I’ve read the paper and wondered when it would be discussed here, since it’s got some media exposure recently. It looks like a very rough, seat-of-the-pants estimate. Not entirely unplausible.
I’d take the objections of Karin Isler seriously, though. She’s known for the quality of her statistical work.
Re Wolfe, he is a journalist at heart, i.e., not unduly given to fact-checking. He may have picked up references to the much-mediatised Gray & Anderson 2003 paper in Nature, on the alleged initial Indo-European language-tree divergence, 7800-9800 BP (way too late IMHO), correlated with the spreading of farming from Anatolia. Hence his confusion between the beginnings of farming and of speech.
Seems like every few years some celeb notices there is a big audience for anti-Darwin material. Ben Stein’s “Expelled” comes to mind. I’m not a celeb. As a working biochemist and bioinformatics scientist, I spent some time trying to understand why ID isn’t dead yet. Research is not a task well suited for lazy thinkers like Behe. It requires some effort. Last week I drove another critical nail in the ID coffin. Seems like history reveals the mousetrap is reducible. You can read about it here.
http://bioimplement.blogspot.sg/2012/10/the-mouse-trap-redux.html
There are more examples to come, and some new critical blows to deliver to ID. If Wolfe wants to enter the ring with old arguments, there is no shortage of scientists now willing to stand beside Dawkins and Coyne, and indeed it was Hitchens that called us into service.
As entertaining as he is, methinks Wolfe just passed the The Electric Kool-aid Asshat Test with swirling colors.
Wolfe may be adrift on evolution but he’s spot on on politics if his comments on BBC’s world Service this morning are anything to go by.
“No evolutionist has come up with even an interesting guess as to when speech began, but it was at least 11,000 years ago, which is to say, 9000 B.C. It seems to be the consensus . . . in the notoriously capricious field of evolutionary chronology . . . that 9000 B.C. was about when the human beast began farming, and the beast couldn’t have farmed without speech”
To show how stupid this is, let me parody this argument:
“Humans invented cars in the 1880s.

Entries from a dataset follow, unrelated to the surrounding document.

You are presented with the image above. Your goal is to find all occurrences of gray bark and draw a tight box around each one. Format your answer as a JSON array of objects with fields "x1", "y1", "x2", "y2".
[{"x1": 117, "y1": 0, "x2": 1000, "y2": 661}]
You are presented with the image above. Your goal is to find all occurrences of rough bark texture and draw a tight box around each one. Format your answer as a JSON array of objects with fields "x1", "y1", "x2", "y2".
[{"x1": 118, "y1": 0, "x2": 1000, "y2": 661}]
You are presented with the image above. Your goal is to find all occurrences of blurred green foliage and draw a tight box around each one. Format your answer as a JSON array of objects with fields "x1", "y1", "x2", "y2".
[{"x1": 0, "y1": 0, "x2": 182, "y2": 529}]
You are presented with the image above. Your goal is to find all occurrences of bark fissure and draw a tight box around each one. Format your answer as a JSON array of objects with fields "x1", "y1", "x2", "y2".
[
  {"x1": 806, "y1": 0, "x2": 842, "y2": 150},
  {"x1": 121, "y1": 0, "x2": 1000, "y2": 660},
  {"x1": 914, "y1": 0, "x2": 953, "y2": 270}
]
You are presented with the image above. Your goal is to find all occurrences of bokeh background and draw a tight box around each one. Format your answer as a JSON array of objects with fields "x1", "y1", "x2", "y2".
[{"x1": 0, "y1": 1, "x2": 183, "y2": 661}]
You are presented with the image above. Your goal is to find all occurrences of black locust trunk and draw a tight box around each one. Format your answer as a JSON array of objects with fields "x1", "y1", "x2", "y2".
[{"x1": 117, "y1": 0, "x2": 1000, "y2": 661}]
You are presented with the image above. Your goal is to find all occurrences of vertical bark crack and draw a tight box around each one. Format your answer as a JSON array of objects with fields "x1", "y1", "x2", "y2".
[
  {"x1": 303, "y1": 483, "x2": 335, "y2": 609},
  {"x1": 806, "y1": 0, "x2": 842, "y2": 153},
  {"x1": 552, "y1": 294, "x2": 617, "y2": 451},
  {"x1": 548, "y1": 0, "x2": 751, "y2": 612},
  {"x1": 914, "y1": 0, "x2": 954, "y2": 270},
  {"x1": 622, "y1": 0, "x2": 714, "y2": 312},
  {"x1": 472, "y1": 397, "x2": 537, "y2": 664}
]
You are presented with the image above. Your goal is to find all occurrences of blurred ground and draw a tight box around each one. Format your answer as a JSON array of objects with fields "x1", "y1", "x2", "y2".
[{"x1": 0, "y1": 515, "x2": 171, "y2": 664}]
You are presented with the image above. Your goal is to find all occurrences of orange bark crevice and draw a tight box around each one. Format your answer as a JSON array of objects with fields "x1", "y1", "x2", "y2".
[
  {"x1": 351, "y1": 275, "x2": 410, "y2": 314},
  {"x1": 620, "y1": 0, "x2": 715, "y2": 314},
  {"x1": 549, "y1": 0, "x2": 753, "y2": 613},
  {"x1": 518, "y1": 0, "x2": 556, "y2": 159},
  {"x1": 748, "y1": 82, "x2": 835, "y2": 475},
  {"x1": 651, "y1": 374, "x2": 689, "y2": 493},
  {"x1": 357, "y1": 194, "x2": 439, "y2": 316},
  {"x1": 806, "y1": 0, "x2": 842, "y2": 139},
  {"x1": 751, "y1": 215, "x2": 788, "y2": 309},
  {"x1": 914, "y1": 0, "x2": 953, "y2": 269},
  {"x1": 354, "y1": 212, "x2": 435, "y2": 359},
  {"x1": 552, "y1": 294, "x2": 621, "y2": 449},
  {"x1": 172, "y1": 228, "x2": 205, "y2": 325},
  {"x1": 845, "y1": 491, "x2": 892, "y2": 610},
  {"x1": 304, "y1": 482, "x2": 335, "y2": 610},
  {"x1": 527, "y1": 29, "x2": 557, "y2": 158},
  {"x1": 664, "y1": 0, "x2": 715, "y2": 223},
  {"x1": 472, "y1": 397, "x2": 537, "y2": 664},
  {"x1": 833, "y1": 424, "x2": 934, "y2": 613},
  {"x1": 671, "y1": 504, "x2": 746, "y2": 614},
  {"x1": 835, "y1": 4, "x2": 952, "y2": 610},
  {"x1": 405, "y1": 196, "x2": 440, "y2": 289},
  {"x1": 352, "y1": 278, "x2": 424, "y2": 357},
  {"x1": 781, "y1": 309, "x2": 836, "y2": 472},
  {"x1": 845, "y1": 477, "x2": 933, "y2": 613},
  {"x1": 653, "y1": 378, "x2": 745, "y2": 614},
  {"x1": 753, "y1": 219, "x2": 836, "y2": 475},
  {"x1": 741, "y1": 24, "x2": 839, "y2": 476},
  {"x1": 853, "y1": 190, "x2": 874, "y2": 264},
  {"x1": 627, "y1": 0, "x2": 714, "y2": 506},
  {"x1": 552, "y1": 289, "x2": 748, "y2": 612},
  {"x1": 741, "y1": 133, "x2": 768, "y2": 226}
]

It’s impossible to drive a car without being able to walk upright, therefore humans started to walk upright in the 1880s.”
According to evolutionists research, speech might be older than 200,000 years.

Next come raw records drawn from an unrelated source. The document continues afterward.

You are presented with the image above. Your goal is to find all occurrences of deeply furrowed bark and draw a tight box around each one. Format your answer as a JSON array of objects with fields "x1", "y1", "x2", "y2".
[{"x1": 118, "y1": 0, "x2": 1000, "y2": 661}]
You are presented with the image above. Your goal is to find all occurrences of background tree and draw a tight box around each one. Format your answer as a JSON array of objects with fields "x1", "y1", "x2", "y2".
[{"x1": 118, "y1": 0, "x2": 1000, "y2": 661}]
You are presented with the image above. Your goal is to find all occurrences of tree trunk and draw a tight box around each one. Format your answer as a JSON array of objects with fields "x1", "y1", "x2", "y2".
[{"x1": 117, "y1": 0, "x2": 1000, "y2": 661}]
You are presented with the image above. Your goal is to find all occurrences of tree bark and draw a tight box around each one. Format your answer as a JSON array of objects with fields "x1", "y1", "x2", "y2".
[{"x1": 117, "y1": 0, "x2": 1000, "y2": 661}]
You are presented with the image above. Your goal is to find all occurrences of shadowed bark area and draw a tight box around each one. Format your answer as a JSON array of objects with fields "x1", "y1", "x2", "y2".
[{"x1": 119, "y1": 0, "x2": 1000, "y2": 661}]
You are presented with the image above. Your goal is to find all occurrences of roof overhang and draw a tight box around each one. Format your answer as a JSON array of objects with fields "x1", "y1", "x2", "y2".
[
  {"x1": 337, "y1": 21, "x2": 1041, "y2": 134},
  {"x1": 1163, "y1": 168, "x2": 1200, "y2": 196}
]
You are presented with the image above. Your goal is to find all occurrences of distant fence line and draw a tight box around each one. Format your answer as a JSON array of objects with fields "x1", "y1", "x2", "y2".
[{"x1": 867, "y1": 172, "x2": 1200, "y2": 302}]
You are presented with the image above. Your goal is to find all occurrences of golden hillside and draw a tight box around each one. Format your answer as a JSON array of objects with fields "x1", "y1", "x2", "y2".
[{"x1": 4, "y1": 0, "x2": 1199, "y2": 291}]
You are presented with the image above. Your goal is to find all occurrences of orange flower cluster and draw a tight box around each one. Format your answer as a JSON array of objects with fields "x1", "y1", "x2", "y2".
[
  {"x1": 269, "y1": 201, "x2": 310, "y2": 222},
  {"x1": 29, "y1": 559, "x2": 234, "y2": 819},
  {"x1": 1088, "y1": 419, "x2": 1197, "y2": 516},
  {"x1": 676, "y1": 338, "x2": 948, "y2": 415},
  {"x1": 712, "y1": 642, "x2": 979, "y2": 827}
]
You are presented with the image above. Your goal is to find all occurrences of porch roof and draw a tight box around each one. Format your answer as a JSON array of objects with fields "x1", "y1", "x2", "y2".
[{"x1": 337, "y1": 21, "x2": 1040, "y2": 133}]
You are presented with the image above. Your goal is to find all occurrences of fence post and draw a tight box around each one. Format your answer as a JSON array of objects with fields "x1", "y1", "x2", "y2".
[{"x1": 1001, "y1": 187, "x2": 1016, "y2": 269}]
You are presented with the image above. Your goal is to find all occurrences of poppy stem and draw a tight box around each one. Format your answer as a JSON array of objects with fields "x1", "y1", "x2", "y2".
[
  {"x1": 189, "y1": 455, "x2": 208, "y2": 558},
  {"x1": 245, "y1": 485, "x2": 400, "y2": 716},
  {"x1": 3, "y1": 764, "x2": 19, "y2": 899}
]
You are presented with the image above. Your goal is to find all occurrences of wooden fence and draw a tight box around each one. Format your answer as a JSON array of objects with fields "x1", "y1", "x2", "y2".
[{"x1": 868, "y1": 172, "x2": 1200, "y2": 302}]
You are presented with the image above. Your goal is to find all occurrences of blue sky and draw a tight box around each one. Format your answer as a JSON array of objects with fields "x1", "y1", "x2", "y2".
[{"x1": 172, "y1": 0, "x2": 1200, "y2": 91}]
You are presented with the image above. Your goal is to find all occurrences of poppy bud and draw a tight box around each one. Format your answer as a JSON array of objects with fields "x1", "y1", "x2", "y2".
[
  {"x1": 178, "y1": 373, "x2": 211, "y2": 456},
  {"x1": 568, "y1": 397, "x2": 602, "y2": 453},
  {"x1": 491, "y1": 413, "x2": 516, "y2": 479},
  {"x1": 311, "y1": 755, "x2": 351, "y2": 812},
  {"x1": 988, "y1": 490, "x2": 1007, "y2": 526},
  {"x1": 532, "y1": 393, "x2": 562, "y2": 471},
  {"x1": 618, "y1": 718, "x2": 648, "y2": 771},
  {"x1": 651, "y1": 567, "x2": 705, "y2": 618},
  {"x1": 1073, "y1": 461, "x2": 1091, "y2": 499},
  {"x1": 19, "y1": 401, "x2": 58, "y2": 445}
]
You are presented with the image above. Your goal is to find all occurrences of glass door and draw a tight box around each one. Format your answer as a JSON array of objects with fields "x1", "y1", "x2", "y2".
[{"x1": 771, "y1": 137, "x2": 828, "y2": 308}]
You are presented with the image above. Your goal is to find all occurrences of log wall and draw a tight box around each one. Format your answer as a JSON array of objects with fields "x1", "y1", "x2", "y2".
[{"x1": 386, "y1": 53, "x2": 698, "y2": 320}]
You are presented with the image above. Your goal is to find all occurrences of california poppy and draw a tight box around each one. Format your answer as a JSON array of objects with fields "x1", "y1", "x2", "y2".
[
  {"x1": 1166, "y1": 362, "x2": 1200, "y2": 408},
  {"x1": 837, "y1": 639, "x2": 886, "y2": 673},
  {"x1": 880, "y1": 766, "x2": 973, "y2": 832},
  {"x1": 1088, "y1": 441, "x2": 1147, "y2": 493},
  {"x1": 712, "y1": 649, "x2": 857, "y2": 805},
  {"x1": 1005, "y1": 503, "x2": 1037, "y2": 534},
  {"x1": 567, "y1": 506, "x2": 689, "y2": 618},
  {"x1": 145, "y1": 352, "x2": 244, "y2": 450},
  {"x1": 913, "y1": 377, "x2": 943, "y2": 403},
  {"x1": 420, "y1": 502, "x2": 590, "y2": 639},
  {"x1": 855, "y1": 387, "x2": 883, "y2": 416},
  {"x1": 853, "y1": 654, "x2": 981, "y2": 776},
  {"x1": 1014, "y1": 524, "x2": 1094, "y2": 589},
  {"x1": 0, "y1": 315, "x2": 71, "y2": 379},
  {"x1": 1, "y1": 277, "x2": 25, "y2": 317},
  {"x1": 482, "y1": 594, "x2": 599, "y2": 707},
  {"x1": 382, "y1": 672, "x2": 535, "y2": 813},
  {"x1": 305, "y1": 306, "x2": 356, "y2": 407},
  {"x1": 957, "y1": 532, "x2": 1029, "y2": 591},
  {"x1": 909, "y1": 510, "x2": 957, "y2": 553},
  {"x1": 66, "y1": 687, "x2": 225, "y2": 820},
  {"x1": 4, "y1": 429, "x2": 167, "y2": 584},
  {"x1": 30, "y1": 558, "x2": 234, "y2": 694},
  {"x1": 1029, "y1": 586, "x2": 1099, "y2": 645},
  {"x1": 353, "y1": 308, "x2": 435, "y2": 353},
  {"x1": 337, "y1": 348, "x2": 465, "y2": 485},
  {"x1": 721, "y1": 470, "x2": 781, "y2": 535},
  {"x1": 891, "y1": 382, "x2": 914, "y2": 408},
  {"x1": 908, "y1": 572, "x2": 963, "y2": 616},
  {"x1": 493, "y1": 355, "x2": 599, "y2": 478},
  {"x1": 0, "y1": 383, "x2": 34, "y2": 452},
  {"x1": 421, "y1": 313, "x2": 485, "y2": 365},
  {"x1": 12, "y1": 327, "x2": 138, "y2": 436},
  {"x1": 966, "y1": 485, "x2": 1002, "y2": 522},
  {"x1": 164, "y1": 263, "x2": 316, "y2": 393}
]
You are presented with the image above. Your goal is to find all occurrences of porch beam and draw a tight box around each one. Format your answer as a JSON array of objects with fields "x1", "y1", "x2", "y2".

The discovery in 2007 of a Neanderthal hyoid bone suggests that Neanderthals may have been anatomically capable of producing sounds similar to modern humans. The hypoglossal nerve, which passes through the canal, controls the movements of the tongue and its size is said to reflect speech abilities. Hominids who lived earlier than 300,000 years ago had hypoglossal canals more akin to those of chimpanzees than of humans.[128][129][130]
Fontes:
[128]Jungers, William L. et al. (August 2003). “Hypoglossal Canal Size in Living Hominoids and the Evolution of Human Speech”. Archived from the original on 2007-06-12. Retrieved 2007-09-10.

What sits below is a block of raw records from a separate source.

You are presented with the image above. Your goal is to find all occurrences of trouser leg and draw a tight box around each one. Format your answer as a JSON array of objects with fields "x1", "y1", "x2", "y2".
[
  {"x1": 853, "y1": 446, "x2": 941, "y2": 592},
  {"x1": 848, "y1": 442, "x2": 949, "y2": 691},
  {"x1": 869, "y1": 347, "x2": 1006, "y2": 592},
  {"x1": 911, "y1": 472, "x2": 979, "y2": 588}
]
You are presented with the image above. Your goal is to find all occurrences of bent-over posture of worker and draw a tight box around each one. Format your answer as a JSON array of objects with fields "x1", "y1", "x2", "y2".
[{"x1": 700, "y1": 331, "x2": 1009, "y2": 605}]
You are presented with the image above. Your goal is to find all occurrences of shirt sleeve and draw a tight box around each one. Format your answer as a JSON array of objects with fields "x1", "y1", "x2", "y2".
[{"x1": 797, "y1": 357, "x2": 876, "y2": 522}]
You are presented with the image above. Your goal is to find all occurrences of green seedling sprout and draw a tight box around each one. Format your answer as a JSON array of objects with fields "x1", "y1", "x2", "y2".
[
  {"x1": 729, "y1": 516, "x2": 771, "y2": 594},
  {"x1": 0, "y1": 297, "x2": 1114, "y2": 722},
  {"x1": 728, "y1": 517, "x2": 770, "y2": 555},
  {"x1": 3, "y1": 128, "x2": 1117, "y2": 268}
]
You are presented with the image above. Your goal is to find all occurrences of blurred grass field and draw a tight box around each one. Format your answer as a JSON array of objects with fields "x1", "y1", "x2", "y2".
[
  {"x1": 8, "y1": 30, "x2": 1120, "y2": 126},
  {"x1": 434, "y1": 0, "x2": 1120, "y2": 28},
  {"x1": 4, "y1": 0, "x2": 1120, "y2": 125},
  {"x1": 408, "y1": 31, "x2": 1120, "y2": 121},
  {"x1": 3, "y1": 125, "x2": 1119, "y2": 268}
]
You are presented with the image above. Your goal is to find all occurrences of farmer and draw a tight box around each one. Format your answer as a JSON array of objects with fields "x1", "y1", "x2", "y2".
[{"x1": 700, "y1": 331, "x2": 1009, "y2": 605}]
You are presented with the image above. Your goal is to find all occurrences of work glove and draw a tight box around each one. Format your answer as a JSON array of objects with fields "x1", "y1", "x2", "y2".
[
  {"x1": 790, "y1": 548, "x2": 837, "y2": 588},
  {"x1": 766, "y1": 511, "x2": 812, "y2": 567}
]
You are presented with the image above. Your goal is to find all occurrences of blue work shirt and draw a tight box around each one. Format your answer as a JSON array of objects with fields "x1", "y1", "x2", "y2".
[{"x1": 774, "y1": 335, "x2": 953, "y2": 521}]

[129] DeGusta, David et al. (1999). “Hypoglossal Canal Size and Hominid Speech”. Proceedings of the National Academy of Sciences of the United States of America 96 (4): “Hypoglossal canal size has previously been used to date the origin of human-like speech capabilities to at least 400,000 years ago and to assign modern human vocal abilities to Neandertals. These conclusions are based on the hypothesis that the size of the hypoglossal canal is indicative of speech capabilities.”
[130] Johansson, Sverker (April 2006). “Constraining the Time When Language Evolved” (PDF). Evolution of Language: Sixth International Conference, Rome: Retrieved 2007-09-10. “Hyoid bones are very rare as fossils, as they are not attached to the rest of the skeleton, but one Neanderthal hyoid has been found (Arensburg et al., 1989), very similar to the hyoid of modern Homo sapiens, leading to the conclusion that Neanderthals had a vocal tract similar to ours (Houghton, 1993; Bo¨e, Maeda, & Heim, 1999).”